The system rewards jurors who vote coherently with reality and penalizes those who don’t.

The core mechanism

  1. A dispute is opened.

  2. Jurors are randomly selected from a large pool.

  3. Each juror stakes value (e.g. USDC) to participate.

  4. Jurors independently evaluate the evidence.

  5. Jurors submit a vote.

  6. The majority decision becomes the verdict.

  7. Jurors who voted with the majority are rewarded.

  8. Jurors who voted against the majority lose part of their stake.

The result is simple:

The most profitable strategy is to vote honestly.


Why jurors don’t vote randomly or maliciously

From an economic perspective:

  • Voting randomly → expected loss.

  • Voting maliciously → expected loss.

  • Trying to manipulate outcomes → expensive and risky.

  • Voting honestly → maximizes expected return.

Collusion is difficult because:

  • juror selection is random,

  • pools are large,

  • coordination costs are high,

  • the cost of manipulation often exceeds the dispute value.

At scale, honesty becomes the dominant strategy.


Slice works like a market for truth

Slice follows the same logic used by prediction markets such as Polymarket.

Polymarket does not verify outcomes manually. It relies on participants risking capital on what they believe is correct.

Those who align with reality earn. Those who don’t, lose.

Over time, the system converges toward accurate outcomes because being wrong is costly.

Slice applies this logic to dispute resolution.

Instead of betting on future events, jurors stake value on:

  • what is fair,

  • what is correct,

  • what best matches the evidence.

This turns dispute resolution into a market-driven process for discovering truth.


Why this is safe for companies

From a company’s perspective, Slice provides strong security guarantees:

Incentive-aligned decisions

No internal bias. No “judge and party” problem. Jurors are economically motivated to decide fairly.

Predictable outcomes

Jurors behave rationally under clear incentives, producing consistent results over time.

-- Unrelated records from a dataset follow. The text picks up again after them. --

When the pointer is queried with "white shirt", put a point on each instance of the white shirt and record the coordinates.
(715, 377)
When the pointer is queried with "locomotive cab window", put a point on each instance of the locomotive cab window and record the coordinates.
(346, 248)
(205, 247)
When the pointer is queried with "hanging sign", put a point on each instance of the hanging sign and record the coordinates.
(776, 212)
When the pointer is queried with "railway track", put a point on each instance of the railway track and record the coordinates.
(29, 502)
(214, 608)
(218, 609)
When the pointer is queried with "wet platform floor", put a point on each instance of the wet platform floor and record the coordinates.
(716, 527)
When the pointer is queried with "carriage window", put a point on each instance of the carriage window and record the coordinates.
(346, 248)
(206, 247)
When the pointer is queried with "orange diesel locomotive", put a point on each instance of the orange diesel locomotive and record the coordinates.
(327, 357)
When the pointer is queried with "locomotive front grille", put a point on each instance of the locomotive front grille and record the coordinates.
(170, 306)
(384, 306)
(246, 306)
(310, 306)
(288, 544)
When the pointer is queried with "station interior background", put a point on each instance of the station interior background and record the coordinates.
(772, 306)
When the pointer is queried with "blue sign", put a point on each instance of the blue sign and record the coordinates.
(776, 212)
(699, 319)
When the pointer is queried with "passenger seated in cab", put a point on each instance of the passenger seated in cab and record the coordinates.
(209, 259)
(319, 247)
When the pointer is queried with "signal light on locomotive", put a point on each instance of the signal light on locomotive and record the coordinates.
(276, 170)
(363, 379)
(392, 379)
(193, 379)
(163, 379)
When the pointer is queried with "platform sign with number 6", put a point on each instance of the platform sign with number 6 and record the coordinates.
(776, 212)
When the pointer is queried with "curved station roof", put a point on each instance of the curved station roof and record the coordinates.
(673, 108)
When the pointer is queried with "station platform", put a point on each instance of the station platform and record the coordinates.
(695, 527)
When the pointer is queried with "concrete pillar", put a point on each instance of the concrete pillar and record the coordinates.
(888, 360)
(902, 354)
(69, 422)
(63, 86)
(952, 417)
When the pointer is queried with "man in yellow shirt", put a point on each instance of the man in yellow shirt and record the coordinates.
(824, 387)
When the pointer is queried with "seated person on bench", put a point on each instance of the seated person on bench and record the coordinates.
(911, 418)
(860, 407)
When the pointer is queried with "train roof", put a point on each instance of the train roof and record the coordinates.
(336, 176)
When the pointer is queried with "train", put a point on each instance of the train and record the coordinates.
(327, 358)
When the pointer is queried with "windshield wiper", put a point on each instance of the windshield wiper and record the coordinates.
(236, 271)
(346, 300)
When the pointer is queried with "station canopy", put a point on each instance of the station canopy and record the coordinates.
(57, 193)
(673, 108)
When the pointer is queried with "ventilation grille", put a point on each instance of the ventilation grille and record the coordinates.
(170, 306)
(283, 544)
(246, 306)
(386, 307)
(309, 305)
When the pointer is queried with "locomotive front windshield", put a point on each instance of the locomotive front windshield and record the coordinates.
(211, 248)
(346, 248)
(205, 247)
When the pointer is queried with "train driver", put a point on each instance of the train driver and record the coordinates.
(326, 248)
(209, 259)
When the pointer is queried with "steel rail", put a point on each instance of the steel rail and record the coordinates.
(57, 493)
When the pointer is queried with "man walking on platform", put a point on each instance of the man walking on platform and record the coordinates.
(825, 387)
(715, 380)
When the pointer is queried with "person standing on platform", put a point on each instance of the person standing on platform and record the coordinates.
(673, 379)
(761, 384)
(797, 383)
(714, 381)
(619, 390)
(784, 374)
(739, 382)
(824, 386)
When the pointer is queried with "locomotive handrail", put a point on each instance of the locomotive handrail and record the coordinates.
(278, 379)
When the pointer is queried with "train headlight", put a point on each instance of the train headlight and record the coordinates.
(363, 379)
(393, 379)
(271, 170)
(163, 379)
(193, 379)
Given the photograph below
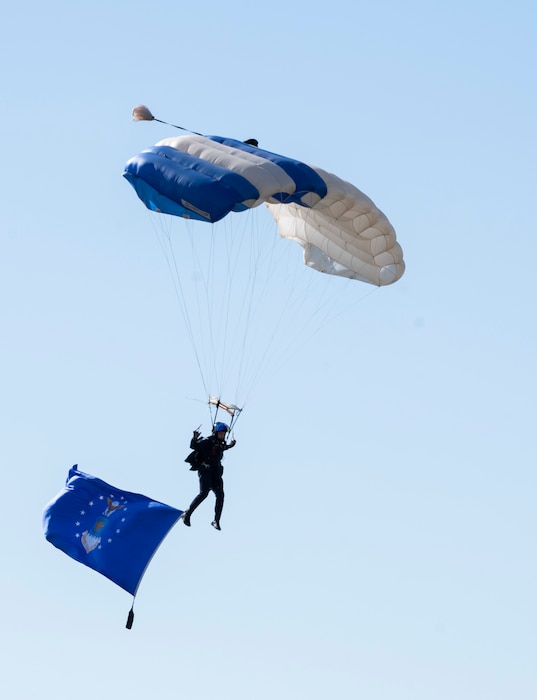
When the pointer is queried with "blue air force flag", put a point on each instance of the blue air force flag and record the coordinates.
(112, 531)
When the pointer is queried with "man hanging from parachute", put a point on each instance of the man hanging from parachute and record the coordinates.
(206, 459)
(207, 178)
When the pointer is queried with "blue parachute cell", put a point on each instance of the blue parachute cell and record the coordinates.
(206, 178)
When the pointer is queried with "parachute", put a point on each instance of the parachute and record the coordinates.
(206, 178)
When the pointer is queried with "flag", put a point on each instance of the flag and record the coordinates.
(112, 531)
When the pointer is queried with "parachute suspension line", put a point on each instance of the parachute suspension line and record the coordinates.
(142, 113)
(175, 126)
(171, 261)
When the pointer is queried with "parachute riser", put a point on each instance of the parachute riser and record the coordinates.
(230, 409)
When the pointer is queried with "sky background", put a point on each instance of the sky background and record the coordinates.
(378, 536)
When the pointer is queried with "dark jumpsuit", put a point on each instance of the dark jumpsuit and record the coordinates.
(209, 459)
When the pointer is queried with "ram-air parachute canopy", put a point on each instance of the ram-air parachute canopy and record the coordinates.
(199, 177)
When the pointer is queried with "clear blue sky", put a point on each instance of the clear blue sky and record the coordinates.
(379, 531)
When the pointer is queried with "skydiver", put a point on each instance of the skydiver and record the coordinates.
(206, 459)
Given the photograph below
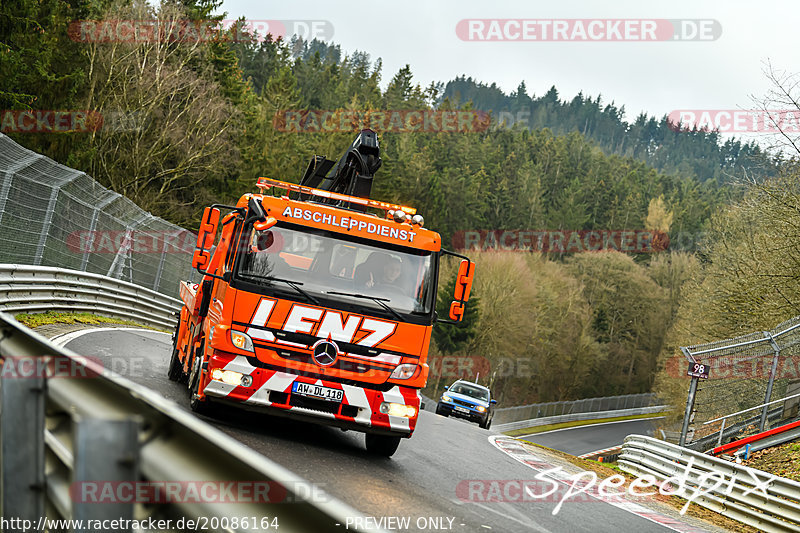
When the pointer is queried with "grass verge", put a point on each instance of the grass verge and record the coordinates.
(34, 320)
(576, 423)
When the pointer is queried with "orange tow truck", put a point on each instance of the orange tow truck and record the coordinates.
(316, 302)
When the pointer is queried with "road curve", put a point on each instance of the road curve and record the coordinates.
(419, 482)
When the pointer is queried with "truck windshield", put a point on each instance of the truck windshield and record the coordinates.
(327, 266)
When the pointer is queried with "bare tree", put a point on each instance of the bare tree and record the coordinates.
(177, 128)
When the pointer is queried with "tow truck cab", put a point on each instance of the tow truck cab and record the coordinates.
(314, 311)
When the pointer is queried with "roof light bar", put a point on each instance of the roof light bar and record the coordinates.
(266, 183)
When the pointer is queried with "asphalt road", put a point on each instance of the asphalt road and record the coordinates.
(424, 481)
(584, 439)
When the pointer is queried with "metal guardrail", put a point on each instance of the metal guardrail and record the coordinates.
(36, 289)
(756, 498)
(707, 442)
(60, 430)
(534, 422)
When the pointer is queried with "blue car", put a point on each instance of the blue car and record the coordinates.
(465, 399)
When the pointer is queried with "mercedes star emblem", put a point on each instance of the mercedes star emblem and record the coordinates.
(325, 353)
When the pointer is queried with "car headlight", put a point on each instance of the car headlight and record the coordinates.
(241, 340)
(405, 371)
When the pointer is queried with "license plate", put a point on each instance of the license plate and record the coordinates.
(315, 391)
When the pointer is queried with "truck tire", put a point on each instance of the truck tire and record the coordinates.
(198, 406)
(382, 445)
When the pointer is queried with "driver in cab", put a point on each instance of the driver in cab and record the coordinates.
(386, 273)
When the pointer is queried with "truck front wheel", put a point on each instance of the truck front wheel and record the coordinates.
(175, 372)
(382, 445)
(197, 405)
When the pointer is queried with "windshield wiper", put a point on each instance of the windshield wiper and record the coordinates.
(294, 285)
(376, 299)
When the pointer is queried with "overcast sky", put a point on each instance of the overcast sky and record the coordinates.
(656, 77)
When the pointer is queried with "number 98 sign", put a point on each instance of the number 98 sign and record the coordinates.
(698, 370)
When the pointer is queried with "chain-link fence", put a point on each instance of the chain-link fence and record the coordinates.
(587, 405)
(743, 372)
(52, 215)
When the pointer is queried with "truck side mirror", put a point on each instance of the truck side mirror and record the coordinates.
(464, 278)
(205, 238)
(466, 273)
(266, 224)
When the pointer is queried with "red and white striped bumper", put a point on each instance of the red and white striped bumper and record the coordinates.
(272, 389)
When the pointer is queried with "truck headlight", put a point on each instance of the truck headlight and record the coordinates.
(229, 377)
(241, 340)
(405, 371)
(398, 409)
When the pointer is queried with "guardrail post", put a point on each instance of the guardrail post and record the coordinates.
(22, 439)
(688, 413)
(772, 371)
(106, 454)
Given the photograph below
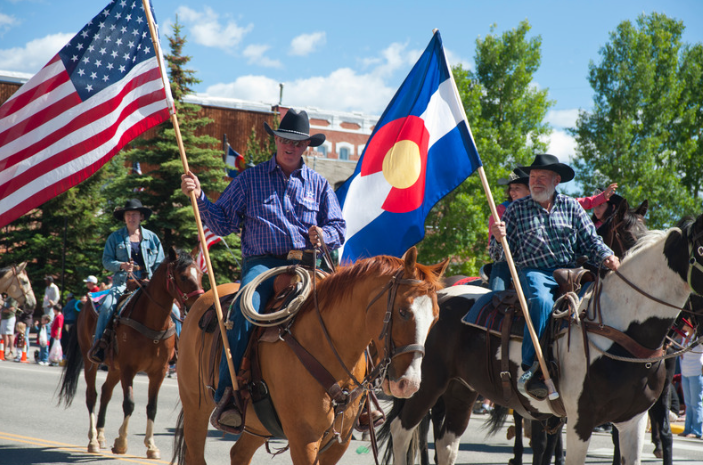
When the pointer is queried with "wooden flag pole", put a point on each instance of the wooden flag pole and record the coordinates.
(196, 210)
(553, 394)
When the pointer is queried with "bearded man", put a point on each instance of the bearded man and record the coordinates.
(545, 230)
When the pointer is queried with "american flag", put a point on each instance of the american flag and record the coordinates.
(210, 239)
(103, 89)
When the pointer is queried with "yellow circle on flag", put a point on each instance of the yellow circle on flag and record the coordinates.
(402, 164)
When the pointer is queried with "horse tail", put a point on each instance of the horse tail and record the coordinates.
(497, 419)
(71, 370)
(384, 434)
(179, 442)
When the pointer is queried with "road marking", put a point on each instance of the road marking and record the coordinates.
(76, 449)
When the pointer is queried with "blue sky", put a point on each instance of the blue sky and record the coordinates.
(349, 56)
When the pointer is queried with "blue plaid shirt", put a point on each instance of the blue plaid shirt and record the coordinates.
(549, 239)
(276, 213)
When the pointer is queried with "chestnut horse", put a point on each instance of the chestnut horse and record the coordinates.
(144, 342)
(607, 383)
(356, 304)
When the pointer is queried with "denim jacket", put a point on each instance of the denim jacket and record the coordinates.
(118, 250)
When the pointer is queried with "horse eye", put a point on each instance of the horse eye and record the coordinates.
(404, 313)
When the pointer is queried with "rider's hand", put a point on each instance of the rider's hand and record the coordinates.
(190, 183)
(612, 262)
(498, 230)
(315, 234)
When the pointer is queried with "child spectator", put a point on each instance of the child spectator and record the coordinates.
(43, 340)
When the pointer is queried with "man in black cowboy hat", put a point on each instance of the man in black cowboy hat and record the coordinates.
(131, 250)
(285, 208)
(546, 230)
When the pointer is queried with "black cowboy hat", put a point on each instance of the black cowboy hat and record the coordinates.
(615, 199)
(550, 162)
(516, 176)
(296, 126)
(132, 205)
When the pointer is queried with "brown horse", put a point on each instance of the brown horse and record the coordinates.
(14, 282)
(144, 342)
(353, 303)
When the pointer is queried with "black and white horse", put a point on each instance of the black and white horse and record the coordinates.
(607, 383)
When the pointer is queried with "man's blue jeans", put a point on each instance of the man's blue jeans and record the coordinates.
(238, 336)
(540, 289)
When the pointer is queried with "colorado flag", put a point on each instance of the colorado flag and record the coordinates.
(420, 150)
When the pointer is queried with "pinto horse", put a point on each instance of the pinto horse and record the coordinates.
(15, 282)
(144, 338)
(596, 385)
(357, 305)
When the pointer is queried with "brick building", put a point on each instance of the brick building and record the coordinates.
(346, 132)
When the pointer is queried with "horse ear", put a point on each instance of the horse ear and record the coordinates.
(440, 267)
(410, 259)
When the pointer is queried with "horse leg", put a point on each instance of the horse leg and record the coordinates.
(243, 450)
(575, 447)
(120, 445)
(631, 439)
(518, 447)
(91, 397)
(113, 377)
(458, 401)
(155, 381)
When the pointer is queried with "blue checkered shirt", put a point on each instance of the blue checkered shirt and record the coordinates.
(549, 239)
(275, 212)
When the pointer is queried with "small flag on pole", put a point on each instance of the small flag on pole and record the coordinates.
(103, 89)
(421, 149)
(210, 239)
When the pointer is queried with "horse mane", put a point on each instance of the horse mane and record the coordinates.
(337, 288)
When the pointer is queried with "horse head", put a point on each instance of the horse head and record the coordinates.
(15, 283)
(184, 281)
(411, 312)
(624, 227)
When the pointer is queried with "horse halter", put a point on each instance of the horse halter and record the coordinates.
(390, 350)
(181, 297)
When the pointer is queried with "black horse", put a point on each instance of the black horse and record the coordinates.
(473, 364)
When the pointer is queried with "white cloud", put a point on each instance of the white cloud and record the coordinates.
(255, 55)
(305, 44)
(342, 89)
(6, 23)
(35, 54)
(563, 118)
(208, 30)
(562, 145)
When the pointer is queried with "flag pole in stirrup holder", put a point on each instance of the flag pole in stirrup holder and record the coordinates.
(553, 394)
(196, 211)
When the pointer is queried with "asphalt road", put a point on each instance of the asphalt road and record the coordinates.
(34, 430)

Economic attack resistance

Manipulating outcomes is costly and irrational unless the attacker is willing to lose more than they gain.

Auditability and transparency

All decisions, votes, and outcomes are verifiable and traceable.

Operational scalability

Dispute resolution scales without growing internal support or arbitration teams.


What Slice does not promise

Slice does not claim to:

  • eliminate disputes,

  • guarantee perfect decisions,

  • remove all bad actors.

Instead, Slice guarantees that:

  • dishonest behavior is penalized,

  • honest behavior is rewarded,

  • and the system converges toward fair outcomes over time.

This is the same guarantee provided by markets, insurance systems, and decentralized arbitration.


The key idea

Slice is secure for the same reason markets are reliable: incentives beat trust.

By aligning economic incentives with honest decision-making, Slice enables fast, scalable, and fair dispute resolution — without relying on centralized authority.


Why this matters

As digital platforms scale globally, disputes become inevitable.

Slice doesn’t try to prevent conflict. It ensures that conflict doesn’t break the system.

By embedding game-theoretic security at the core, Slice becomes a reliable foundation for payments, platforms, governance, and coordination in the digital economy.